My mind went white and blank. Bram had just slapped my ass! Suddenly my blood was on fire. He dropped me on the towel I’d left in the sand, then retrieved the picnic bag as if nothing had happened.

I looked down at myself. I’d put on my two-piece bathing suit this morning when I thought I’d be all alone. Now I felt practically naked. I had curvy hips, a curvy ass, and my boobs were spilling out of the cups of the top. I pulled my knees up to hide my belly and hugged them to my chest, my bare toes digging into the sand.

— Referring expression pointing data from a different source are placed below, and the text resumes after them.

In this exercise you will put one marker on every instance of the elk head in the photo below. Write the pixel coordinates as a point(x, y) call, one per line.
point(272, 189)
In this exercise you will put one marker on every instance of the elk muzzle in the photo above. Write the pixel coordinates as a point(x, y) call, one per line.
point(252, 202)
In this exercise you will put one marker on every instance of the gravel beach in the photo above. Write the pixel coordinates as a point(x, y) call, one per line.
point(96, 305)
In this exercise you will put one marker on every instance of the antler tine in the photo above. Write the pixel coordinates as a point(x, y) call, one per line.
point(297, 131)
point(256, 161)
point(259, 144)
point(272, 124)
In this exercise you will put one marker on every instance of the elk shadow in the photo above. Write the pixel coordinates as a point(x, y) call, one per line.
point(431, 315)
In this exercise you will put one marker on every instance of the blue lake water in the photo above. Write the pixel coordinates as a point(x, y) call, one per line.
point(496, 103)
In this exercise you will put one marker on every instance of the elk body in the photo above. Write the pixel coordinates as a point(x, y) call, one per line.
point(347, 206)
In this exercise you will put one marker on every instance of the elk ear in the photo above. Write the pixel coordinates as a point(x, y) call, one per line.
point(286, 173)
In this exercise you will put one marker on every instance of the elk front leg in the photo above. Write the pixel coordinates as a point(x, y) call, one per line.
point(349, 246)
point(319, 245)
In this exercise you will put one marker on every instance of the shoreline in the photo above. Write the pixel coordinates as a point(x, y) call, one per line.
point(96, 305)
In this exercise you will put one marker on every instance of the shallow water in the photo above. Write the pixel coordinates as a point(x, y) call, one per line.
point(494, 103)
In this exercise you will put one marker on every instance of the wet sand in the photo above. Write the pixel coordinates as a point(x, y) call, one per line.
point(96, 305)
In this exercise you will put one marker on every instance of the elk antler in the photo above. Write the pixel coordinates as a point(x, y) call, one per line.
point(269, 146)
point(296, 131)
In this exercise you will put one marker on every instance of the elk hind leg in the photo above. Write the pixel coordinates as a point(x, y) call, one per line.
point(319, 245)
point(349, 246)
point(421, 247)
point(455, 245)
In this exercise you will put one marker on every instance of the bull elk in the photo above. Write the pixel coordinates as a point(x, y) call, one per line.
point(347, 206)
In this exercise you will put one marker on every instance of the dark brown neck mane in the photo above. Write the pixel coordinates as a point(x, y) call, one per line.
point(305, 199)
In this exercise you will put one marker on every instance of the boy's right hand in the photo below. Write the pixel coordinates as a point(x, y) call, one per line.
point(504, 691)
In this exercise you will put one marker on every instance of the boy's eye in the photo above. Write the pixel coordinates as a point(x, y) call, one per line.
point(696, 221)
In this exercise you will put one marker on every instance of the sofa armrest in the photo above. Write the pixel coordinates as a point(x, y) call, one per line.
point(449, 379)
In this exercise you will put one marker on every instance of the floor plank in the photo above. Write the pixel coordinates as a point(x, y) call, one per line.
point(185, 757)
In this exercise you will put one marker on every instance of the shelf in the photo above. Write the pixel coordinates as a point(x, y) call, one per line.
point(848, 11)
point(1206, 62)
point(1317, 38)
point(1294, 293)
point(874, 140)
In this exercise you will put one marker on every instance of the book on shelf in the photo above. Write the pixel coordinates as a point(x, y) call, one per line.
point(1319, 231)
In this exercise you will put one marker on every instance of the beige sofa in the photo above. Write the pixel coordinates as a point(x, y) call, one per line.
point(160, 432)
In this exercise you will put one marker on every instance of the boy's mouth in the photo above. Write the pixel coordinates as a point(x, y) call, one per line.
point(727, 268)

I watched Bram’s feet come back toward me, sand dusted over the tops of them, the strong muscles in his legs working. He was wearing swim trunks that hit him at mid-thigh, and I could see fine swirls of hair on his legs. I throbbed between my legs again, glad my bikini was already wet so he couldn’t tell.

He paused next to me, and I knew he was looking down at me. I tossed my blond hair back from my face and let it fall down my back. I hugged myself harder, feeling the hot sun on my skin.

“Hey,” Bram said.

“Yeah?” I managed.

“Lie back.”

I jerked and stared up at him. He was looking down at me, and I couldn’t read the expression in his dark eyes. I couldn’t speak.

He dropped the bag of food in the sand, as if he’d forgotten about it. “Lie back,” he said again.

And I did. I let go of my legs and lay back on my towel, letting my shoulders settle back, looking up at him. I put my hands self-consciously over my stomach.

“No,” he said. He came around me and pushed my knees apart, dropping to his knees between them. A crazy shock went through me, mixed with a thrill, but I didn’t pull away. He picked up my hands and pulled them off my stomach, gently pinning them into the sand at my sides. “No covering up.”